Proposition 16: an unlikely polarizer

Tuesday’s special election is sure to play host to many landscape-shifting political battles. For one thing, the Senate Republican Primary will finally be decided, the ever-controversial but equally popular Proposition 14 will meet its fate, and public financing for elections may become an institutionally sanctioned experiment thanks to Proposition 15.

How interesting, then, that the one bill whose economic effects are the most opaque, and whose actual effect on lawmaking is the most specialized, should become a lightning rod for controversy. I refer to Proposition 16, which aims to change the laws governing community energy providers, and their relationship with local governments.

The reason for the controversy surrounding this otherwise fairly technical bill comes from a fierce argument advanced by its critics that it is, in fact, a Trojan horse for domination of the California energy market by the Pacific Gas and Electric Company (PG&E), California’s leading energy provider. Hence, given that the election is still up for grabs, multiple claims, counter-claims and ads have sprouted surrounding the bill as the election draws near. 

To the credit of the initiative’s proponents, Proposition 16 has at least been packaged in an engaging way. Titled the “Taxpayers’ Right to Vote Act,” Proposition 16 advances the claim that “local governments in California can spend public money or incur public debt to take over private electric businesses without letting local voters have the final say. That’s why California needs Prop. 16. In tough economic times like these, voters deserve the right to have the final say about how our money is spent,” according to its website.

However, critics say this analysis is flawed. In a “fact check” posted by the San Francisco Public Press, author Dana Sherne argues that Proposition 16’s invocation of taxpayer money is misleading:

     “There is an important distinction to be made between “taxpayer” and “ratepayer.” Many Community Choice Aggregation programs, like San Francisco’s, would not be run through the municipality’s general fund. Instead, they would be funded by the consumers, who would pay for the electricity as they do with any other provider.”

Sherne is correct insofar as the truth about what the Proposition would do is substantially more prosaic than its supporters suggest. What the bill requires is that local governments call a vote before deciding to start their own local utility providers – a decision which would require 2/3 of the vote to be sustained. If the 2/3 vote is not achieved, then the local government in question would, in effect, be required to maintain its current energy provider – in most cases, this would be PG&E.

There are good arguments both for and against this position. For one thing, it’s quite arguable that requiring any company – even one as powerful as PG&E – to compete against a government entity is fundamentally unfair, given that governments can forcefully expropriate money through taxation. On the other hand, it’s arguable that market logic is out of place in a system whereby PG&E is already given a de facto monopoly thanks to its status as a public utility, and so the fight is really between two different types of monopoly, rather than between the private and the public sector. Either of these claims would have economic weight, and voters are justified in airing on the side of caution with respect to their priorities.
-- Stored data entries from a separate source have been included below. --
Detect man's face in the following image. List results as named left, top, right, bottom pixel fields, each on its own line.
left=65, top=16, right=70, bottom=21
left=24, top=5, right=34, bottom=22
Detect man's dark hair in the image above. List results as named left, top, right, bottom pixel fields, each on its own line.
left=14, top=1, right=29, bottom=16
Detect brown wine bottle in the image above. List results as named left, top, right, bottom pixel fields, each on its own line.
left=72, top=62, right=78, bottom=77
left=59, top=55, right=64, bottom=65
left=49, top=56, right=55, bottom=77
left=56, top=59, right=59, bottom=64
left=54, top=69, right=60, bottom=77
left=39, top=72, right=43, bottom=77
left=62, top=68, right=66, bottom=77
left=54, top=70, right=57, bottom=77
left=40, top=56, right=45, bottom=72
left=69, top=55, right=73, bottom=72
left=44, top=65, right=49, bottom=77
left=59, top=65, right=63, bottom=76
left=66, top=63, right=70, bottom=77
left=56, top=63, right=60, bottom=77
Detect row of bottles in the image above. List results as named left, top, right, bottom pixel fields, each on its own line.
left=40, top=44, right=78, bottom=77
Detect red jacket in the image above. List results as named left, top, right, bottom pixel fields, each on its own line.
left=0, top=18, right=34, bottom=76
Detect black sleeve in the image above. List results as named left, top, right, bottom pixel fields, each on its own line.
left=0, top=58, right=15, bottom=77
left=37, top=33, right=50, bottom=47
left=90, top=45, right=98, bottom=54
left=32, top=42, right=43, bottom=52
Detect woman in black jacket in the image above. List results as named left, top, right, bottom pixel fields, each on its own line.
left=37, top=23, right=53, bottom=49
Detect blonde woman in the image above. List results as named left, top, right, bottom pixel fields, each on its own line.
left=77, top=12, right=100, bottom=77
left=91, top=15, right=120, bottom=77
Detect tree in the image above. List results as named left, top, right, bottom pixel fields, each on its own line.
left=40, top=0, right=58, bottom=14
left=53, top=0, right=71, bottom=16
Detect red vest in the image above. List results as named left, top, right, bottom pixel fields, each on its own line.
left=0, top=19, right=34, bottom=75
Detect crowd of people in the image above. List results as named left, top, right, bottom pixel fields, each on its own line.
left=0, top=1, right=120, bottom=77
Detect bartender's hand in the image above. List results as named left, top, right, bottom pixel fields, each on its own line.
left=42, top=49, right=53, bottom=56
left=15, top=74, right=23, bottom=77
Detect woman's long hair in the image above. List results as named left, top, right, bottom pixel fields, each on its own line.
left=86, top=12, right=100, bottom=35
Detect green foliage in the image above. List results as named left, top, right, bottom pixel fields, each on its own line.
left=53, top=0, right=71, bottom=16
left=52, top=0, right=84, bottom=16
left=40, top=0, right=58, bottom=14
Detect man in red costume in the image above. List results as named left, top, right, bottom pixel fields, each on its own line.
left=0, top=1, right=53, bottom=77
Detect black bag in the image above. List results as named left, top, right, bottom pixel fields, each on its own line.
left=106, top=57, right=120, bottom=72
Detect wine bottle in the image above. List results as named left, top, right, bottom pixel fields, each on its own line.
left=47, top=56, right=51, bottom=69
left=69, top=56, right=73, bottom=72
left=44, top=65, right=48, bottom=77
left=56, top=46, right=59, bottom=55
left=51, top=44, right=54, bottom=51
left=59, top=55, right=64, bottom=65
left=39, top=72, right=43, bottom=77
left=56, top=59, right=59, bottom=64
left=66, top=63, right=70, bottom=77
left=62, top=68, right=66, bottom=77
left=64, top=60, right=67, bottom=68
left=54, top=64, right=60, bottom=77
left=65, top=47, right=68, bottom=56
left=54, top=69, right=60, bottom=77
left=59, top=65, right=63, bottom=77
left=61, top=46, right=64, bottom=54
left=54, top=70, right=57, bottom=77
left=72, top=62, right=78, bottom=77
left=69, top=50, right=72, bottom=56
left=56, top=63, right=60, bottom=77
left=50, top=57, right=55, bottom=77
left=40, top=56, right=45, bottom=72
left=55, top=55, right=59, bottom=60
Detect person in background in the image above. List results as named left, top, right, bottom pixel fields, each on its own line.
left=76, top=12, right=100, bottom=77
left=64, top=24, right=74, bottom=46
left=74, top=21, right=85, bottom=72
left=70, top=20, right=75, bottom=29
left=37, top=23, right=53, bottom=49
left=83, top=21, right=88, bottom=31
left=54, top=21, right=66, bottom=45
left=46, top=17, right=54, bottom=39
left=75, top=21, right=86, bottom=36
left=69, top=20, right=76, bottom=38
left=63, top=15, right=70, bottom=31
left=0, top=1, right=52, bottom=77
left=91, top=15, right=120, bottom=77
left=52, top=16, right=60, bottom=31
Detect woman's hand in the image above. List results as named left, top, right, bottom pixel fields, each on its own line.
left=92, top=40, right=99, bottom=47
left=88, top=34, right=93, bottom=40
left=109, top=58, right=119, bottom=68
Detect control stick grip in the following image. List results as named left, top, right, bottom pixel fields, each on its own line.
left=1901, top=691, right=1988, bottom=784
Nevertheless, political battles are not won in the realm of economic logic, and in all likelihood, excesses will be reached regarding this bill in the final days. Voters should expect a high degree of both anti-government and anti-corporate rhetoric, with the former being used more by proponents of the bill and the latter being used more by opponents of the bill.

Either way, Proposition 16 demonstrates that in this contentious election cycle, not even the most opaque and localized ballot measure will survive rigorous political scrutiny.